East Turkestan: China jails Uyghur Journalist for "Separatism"
A court in the Muslim Uyghur region of Xinjiang in northwest China has jailed a journalist who reported on political tensions there for separatist activities and leaking state secrets overseas, Ra's Uyghur service reports.
Abdulghani Memetemin, 40, was handed a nine-year jail term by the Intermediate People's Court in the Xinjiang city of Kashgar, according to a copy of the court judgement sent to RFA.
"Abdulghani Memetemin is accused of threatening the integrity of the state by separatist means, violating state secrets and sending them outside the country," the Kashgar court judgement said.
The judgement listed 18 counts of the charges against the former reporter for the Germany-based East Turkistan Information Center (ETIC), who was forced to work secretly and had warned ETIC that he was likely to be caught.
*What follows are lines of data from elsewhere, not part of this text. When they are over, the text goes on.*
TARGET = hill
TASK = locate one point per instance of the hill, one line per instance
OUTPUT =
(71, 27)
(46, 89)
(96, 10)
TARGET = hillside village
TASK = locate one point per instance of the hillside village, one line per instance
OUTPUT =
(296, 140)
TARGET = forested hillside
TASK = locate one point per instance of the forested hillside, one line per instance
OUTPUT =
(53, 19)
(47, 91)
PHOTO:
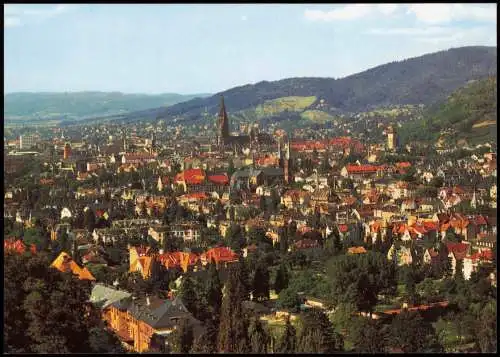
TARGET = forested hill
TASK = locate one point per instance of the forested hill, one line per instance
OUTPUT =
(467, 116)
(421, 80)
(75, 105)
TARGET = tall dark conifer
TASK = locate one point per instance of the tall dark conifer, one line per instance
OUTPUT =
(258, 336)
(261, 281)
(214, 292)
(188, 294)
(281, 281)
(288, 341)
(233, 327)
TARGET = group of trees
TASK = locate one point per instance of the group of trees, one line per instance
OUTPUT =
(46, 311)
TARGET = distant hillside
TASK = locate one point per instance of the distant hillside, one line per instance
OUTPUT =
(469, 115)
(422, 80)
(78, 105)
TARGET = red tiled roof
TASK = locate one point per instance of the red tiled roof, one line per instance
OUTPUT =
(220, 254)
(343, 228)
(432, 252)
(195, 195)
(306, 243)
(401, 165)
(458, 249)
(220, 179)
(191, 176)
(14, 246)
(430, 226)
(362, 168)
(484, 255)
(479, 220)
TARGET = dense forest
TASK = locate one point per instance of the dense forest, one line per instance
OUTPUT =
(83, 104)
(469, 113)
(421, 80)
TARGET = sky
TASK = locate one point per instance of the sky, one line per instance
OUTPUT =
(189, 48)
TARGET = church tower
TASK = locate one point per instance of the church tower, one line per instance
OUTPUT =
(391, 139)
(222, 124)
(286, 162)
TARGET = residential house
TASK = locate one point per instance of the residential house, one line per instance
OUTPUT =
(402, 255)
(456, 251)
(64, 263)
(473, 261)
(135, 321)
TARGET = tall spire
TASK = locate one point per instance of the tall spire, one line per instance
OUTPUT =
(223, 122)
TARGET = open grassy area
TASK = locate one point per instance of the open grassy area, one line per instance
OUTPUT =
(316, 116)
(279, 105)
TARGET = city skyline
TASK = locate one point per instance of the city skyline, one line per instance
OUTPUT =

They included such news reports as the detention of a well-known Muslim cleric, discrimination against Uyghurs for adhering to Islamic religious practices by their employers, and an undercover trip to Central Asian countries by 20 Chinese State Security officers disguised as businessmen, it said.
The judgement also singled out Abdulghani Memetemin's translations into Chinese of key official speeches and news about oppression of Uyghurs, an issue of possibly even greater sensitivity for Beijing than the reporting of the pro-independence viewpoint overseas.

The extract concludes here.